Surging demand will see China become the world’s largest importer of liquefied natural gas (LNG) this year, stealing the crown from Japan, according to forecasts from energy research company Wood Mackenzie.

After a lacklustre 2020, Asian LNG demand firmly returned to growth in the first five months of 2021, with China the single biggest contributor. Wood Mackenzie now expects 11 million tonnes of demand growth from China this year, meaning the nation will account for over half of the 18 million tonnes increase in global LNG demand forecast for 2021. With its LNG demand bolstered by clear policy support and strong gas market fundamentals, China’s top spot looks assured for years to come, predicts the research company.

The resilient gas demand growth is in large part driven by China’s overall economic performance. But LNG demand is also supported by strong growth within the space heating and industrial gas demand sectors, but most notably due to rising electricity consumption.

In the first four months of this year, demand for gas-fired power generation jumped 14% year-on-year, said Wood Mackenzie.

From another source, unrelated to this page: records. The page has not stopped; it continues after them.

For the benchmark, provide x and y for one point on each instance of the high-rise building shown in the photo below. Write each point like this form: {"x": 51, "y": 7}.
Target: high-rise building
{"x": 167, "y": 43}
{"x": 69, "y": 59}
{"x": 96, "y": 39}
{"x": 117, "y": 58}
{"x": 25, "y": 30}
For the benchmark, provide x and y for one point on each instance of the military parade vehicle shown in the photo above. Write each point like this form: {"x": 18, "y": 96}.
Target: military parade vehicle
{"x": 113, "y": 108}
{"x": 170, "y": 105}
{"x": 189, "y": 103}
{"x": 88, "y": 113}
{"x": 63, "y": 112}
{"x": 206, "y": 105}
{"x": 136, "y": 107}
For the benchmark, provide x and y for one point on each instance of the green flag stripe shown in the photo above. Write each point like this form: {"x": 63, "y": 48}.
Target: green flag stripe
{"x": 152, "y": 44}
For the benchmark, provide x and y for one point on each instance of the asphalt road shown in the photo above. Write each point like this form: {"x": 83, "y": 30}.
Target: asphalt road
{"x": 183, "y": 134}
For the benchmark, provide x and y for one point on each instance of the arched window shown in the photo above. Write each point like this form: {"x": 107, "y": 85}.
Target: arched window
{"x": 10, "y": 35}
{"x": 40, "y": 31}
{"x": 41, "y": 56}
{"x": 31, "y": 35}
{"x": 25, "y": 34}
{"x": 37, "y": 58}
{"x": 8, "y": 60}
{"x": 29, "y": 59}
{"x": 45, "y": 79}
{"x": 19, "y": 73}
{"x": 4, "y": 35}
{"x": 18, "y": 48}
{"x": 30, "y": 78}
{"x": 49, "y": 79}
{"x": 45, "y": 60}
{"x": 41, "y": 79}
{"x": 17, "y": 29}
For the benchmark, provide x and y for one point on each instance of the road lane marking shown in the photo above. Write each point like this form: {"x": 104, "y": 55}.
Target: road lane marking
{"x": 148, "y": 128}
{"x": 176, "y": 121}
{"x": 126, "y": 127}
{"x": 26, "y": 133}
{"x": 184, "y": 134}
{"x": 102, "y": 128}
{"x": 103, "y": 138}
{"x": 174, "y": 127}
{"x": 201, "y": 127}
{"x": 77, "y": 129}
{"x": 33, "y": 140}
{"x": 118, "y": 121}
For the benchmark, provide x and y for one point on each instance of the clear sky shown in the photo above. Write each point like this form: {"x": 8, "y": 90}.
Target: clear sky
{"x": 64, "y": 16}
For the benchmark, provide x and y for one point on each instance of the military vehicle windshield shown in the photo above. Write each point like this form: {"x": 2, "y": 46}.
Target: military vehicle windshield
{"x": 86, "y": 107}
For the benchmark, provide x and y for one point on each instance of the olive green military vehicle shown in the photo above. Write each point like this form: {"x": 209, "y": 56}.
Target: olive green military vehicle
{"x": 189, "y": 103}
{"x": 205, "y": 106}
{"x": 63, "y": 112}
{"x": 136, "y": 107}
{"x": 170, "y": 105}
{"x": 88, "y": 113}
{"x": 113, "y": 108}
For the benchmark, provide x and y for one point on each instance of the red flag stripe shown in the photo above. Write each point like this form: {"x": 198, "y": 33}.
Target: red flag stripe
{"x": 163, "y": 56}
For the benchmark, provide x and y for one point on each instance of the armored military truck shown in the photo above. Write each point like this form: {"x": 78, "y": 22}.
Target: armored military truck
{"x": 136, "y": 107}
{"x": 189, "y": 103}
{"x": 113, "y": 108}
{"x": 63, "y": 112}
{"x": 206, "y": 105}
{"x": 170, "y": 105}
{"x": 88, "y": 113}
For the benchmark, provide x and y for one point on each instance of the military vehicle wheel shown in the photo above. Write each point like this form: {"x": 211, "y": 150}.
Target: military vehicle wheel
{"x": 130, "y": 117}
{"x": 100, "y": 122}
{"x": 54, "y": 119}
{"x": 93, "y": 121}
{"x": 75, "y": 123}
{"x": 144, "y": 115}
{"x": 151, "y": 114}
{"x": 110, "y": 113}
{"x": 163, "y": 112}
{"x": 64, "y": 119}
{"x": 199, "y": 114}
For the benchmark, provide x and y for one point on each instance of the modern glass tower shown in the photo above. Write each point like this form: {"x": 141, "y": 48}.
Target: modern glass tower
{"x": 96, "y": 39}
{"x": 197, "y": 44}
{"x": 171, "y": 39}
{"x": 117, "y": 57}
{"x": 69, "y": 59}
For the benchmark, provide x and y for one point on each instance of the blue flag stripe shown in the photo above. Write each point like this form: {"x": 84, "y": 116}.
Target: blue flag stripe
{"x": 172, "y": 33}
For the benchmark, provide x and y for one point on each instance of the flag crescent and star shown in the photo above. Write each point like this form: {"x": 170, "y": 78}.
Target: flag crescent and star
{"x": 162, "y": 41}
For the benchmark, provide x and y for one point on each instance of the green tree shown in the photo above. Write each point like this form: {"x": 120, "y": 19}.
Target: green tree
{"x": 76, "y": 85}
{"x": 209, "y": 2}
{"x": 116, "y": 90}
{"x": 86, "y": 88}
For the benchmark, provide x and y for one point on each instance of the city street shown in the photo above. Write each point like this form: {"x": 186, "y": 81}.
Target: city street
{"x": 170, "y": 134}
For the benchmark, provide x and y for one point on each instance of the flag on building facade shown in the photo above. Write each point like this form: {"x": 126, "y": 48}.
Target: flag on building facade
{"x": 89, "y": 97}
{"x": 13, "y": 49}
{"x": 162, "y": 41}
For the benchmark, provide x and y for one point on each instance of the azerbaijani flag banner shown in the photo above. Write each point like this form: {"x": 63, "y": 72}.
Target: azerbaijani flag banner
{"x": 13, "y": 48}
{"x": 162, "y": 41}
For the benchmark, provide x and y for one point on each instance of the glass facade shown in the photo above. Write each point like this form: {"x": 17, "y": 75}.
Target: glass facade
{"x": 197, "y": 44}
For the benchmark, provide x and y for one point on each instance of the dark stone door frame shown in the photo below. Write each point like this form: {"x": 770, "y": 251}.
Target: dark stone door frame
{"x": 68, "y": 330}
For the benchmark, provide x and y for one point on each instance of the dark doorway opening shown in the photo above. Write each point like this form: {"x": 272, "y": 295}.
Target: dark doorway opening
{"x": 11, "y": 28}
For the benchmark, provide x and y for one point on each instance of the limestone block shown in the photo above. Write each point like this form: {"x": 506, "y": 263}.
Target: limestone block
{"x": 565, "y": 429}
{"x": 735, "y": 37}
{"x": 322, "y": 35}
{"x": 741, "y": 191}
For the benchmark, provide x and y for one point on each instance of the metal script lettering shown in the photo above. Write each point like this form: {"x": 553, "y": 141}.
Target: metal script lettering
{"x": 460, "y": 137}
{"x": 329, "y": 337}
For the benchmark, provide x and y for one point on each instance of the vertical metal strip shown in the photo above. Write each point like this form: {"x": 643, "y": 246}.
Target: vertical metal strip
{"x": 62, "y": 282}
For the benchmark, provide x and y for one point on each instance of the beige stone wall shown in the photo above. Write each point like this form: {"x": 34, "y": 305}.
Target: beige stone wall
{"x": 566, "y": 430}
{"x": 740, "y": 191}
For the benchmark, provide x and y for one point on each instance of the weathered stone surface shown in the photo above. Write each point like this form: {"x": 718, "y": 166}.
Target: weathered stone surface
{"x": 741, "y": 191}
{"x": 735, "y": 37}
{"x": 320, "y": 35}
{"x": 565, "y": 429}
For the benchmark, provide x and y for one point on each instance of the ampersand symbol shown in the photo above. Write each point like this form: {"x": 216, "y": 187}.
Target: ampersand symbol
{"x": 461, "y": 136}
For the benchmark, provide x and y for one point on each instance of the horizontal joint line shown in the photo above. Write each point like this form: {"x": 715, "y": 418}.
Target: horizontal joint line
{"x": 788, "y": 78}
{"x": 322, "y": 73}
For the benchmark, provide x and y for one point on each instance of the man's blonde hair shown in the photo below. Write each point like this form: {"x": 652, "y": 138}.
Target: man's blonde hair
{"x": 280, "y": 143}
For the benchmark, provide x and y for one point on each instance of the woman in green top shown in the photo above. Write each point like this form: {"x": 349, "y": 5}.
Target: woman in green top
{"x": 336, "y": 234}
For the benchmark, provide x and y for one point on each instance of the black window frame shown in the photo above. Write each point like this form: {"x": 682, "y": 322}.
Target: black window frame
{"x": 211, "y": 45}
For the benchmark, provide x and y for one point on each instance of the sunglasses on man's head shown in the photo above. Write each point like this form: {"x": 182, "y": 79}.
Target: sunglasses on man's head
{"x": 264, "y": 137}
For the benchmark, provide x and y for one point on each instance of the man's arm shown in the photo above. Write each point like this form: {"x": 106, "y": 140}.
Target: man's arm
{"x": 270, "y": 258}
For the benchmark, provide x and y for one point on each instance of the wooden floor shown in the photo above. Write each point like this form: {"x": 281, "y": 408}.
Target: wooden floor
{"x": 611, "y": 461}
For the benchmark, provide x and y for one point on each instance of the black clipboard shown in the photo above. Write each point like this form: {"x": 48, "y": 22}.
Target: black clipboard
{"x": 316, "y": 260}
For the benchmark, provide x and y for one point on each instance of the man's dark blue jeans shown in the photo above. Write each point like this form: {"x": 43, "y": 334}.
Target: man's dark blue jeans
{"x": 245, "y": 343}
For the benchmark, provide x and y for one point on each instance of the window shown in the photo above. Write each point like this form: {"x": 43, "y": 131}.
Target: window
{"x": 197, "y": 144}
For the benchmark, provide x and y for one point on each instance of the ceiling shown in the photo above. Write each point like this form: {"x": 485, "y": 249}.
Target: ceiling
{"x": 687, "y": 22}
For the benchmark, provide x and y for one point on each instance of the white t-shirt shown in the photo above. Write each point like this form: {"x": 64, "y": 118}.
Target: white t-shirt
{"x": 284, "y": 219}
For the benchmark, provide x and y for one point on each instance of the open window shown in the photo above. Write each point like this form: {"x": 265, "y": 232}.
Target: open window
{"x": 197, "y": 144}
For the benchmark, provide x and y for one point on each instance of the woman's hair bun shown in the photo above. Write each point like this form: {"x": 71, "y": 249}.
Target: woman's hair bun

“To keep up with demand, power plants have purchased more gas and are running gas-fired units for longer. But with the Asian spot LNG price above US$10/mmbtu, users have an increasing preference for lower-cost pipeline gas when available. However, pipeline gas supply remains constrained, and for power generators under political pressure to ensure electricity supply, this has encouraged more LNG imports, even at higher cost,” said Xueke Wang, Asia Pacific gas analyst at Wood Mackenzie.

“Spot LNG has been the most competitive gas import option into China for the past two years. But rising prices have now brought this competitive advantage to an end, and LNG may well become a cost-disadvantaged supply option versus pipeline imports over the next two years. We will be watching closely how Chinese demand responds to these price movements,” added Wang.

However, there are risks to Wood Mackenzie’s bullish China LNG demand forecast. Any unforeseen economic slowdown or a resurgence in COVID restrictions could reverse the positive outlook, warned Wang. There is also the potential for a boost in supply from domestic production and more rapid growth in Russian pipeline imports.

That said, “with Russian piped gas currently the lowest-cost import option at the Chinese border we expect continued strong growth in Russian gas as cost-competitive supply increases and domestic pipelines expand. But this still won’t be enough to meet anticipated demand, and China requires significant further imported LNG to sustain domestic demand growth. Given the country’s gas market fundamentals, China looks certain to remain the world’s top LNG importer for many years to come,” said Wang.

Japan has been the world’s largest LNG market for decades. The country’s utilities and trading houses underpinned decades of LNG supply growth, signing long-term contracts that formed the bedrock of the industry. But as Wood Mackenzie said, nothing lasts forever, and with Japan’s LNG demand in long-term structural decline, China will this year become the world’s largest LNG market.